Speak when you join the meeting

This one applies more to smaller meetings (~2-7 people). When you join a meeting, say hello to the other participants just like you would in a face to face meeting. If you don’t know someone in the meeting, make sure to introduce yourself. This is the polite way to join a face-to-face meeting, so why shouldn’t it be the same in a video call? I get shy in larger meetings and it takes up some courage to speak up when I join a meeting, this was especially the case at the beginning of my internship. However, meetings where participants greet each other when they join the call are usually more enjoyable and the overall mood is usually better. If you join a meeting and someone else is speaking, please let that person finish their thought before you say hello.

Signal when you are done speaking

In order to avoid awkward silences or unwanted interruptions, signify when you are done speaking by saying “I’m done” or “That’s it”. This can feel a bit awkward at first, but in reality it clearly lets others to know they are able to respond to what you just said or that the meeting is able to move on to another topic without any uncertainty. This is something I learned during my first few weeks of my internship. I remember, during my first few scrum meetings of my current remote internship, there would always be awkward silences after I gave my update to my team. It would make me overthink about the way my team members see me. However, after observing others on my team and noticing them signal the end of their update, I decided to try it out for myself. The communication as much better and the awkward silences went away!

For Meeting Hosts:

Have everything ready

This is general meeting etiquette, but if you have to present something, you should have everything ready as the meeting starts. If you have to share your screen during the meeting, make sure you’re able to do so quickly. The meeting is limited in time and you don’t want to waste any seconds of it troubleshooting technical problems that could have been avoided. Obviously, make sure your microphone and camera work before the meeting as well.

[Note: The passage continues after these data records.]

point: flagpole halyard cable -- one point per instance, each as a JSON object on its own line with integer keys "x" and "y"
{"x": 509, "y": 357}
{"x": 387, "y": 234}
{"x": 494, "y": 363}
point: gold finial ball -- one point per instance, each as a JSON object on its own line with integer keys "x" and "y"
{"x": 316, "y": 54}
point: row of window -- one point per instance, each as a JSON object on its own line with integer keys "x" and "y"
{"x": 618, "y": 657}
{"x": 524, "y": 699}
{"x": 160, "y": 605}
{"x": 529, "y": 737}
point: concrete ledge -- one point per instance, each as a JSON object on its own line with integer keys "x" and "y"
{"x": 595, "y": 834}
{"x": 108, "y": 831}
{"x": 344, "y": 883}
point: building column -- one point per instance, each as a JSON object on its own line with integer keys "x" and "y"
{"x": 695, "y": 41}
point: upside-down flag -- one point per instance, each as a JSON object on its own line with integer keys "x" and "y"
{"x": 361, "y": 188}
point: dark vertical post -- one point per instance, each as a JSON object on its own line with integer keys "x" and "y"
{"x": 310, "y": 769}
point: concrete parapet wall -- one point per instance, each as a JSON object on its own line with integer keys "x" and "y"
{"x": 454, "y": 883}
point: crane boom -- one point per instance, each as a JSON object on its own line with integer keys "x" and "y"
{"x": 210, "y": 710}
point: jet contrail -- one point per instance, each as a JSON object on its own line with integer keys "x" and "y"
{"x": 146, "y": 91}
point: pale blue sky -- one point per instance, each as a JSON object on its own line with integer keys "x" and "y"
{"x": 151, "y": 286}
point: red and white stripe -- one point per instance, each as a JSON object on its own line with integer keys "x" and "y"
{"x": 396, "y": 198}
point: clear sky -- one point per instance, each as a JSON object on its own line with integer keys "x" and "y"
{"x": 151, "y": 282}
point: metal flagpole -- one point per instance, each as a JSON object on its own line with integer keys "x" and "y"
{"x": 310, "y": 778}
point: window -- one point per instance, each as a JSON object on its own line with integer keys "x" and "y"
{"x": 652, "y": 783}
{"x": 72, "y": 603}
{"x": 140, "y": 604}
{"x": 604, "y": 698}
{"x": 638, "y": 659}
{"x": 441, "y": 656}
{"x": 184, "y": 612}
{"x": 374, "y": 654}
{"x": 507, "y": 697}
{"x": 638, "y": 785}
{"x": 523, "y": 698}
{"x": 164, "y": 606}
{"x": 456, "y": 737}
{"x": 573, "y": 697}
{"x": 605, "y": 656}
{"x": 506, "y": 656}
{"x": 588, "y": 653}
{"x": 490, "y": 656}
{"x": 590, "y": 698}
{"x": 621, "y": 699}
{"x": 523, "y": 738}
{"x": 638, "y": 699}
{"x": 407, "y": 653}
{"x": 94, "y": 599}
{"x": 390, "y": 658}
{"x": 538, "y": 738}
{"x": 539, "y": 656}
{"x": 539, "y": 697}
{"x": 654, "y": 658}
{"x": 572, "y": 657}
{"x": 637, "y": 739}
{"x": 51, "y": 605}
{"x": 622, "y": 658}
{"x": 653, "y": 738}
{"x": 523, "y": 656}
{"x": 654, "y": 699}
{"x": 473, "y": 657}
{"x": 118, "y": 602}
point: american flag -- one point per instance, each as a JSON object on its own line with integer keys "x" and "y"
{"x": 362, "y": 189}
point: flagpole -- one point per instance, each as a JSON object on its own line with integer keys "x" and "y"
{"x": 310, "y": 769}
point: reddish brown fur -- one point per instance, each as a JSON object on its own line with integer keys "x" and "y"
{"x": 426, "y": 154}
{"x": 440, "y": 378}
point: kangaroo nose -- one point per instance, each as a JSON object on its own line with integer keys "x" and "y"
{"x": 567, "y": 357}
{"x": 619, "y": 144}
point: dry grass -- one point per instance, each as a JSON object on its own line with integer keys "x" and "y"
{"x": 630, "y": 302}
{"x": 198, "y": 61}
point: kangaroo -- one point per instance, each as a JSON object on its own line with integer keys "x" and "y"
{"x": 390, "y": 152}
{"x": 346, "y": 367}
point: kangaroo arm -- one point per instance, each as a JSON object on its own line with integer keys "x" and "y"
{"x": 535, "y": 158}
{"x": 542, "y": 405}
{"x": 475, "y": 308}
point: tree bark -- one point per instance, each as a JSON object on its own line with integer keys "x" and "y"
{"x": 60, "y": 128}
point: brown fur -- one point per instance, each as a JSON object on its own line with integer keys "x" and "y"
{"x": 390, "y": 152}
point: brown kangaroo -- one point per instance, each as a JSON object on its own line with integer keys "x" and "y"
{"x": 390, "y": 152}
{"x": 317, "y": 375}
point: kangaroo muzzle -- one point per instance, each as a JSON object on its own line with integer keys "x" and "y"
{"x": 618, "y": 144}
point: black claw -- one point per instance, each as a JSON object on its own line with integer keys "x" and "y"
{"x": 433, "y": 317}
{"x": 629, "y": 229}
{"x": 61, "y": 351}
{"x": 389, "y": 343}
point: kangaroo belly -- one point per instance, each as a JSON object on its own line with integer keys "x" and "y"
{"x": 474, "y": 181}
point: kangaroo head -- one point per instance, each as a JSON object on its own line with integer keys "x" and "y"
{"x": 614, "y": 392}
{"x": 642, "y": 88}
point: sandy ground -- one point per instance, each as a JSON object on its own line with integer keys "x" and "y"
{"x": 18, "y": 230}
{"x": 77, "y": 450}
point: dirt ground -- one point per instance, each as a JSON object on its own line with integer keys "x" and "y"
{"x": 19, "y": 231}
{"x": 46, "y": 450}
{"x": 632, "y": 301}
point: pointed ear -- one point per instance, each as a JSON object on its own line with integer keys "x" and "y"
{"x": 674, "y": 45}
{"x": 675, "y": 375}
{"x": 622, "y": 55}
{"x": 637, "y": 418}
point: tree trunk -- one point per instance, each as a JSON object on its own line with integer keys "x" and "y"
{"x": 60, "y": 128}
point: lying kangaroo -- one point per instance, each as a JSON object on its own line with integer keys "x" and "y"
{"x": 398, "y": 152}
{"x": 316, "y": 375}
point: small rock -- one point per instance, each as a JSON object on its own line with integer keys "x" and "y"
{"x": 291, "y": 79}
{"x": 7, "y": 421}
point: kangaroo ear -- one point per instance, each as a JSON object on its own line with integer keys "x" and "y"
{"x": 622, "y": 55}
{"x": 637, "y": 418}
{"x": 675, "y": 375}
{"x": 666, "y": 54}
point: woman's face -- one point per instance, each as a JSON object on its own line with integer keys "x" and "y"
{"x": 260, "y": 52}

Check the meeting chat on a frequent basis

I’ve noticed that instead of interrupting the presenter, meeting participants share their questions and insights in the meeting chat. These questions and insights are most likely relevant to your presentation and are definitely worth addressing. Sometimes, these questions or insights start active conversations on the chat, which you want to avoid since it distracts people from the main meeting conversation. Therefore, make sure to check the call’s chat and address any questions, insights or conversations immediately or reserve time to do so. Also, you should check the chat often as you want to address any relevant questions or comments before you move on to another topic.

Schedule breaks (for longer meetings)

According to this study, the average attention span into a meeting is 52 minutes. This is for in person meetings, which means the attention span for video calls is most likely lower since getting distracted is a lot easier. This means that after about 52 minutes, most of your meeting participants aren’t listening nor retaining what you’re saying. Make sure to schedule one or more small break(s) in your meeting so you don’t end up speaking to a bunch of zoombies (pun intended!) and wasting everyone’s time. I usually use those breaks to stretch my legs, go to the washroom or make some coffee. I truly see a difference in my focus before and after a break in a longer meeting, especially at home.